The Corner

Of Course Jonathan Gruber Said That

We shouldn’t be remotely surprised to learn of Jonathan Gruber’s latest comments. Why? Well, because as anybody who has been paying attention knows, the entire Obamacare project has been an exercise in rank dishonesty from the get go. Gruber is routinely as slippery as hell, sure. But so is everybody else. Ezra Klein told us before the bill was even passed that advocates of reform had to mislead the public to get anything done, while his fellow travelers on the Left made no secret of their real goals. During the debate, the president and the broader Democratic party made repeated assurances that they knew full well were utterly false. The champions of the law within the journalistic class, meanwhile, refrained from admitting what the measure did until it had been launched, at which point they said, “of course you can’t keep your insurance; of course you are being charged more to subsidize others; of course there are winners and losers; how else did you think this was going to work”?

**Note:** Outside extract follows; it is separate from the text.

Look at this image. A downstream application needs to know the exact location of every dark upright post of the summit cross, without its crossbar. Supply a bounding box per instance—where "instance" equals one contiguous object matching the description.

Obamacare’s partisans understood from the outset that their proposal was unpopular, and that in consequence they would not get it past the people unless those people were hoodwinked. But they didn’t care. They wanted their change far more than they wanted to respect the truth or the legislative process or the Constitution or the limits of executive power or the rule of law — or anything much at all. For its apologists, the results have been all that have mattered. And so, utterly convinced that any behavior in pursuit of their end was virtuous, they lied their nasty little heads off. They’re still lying.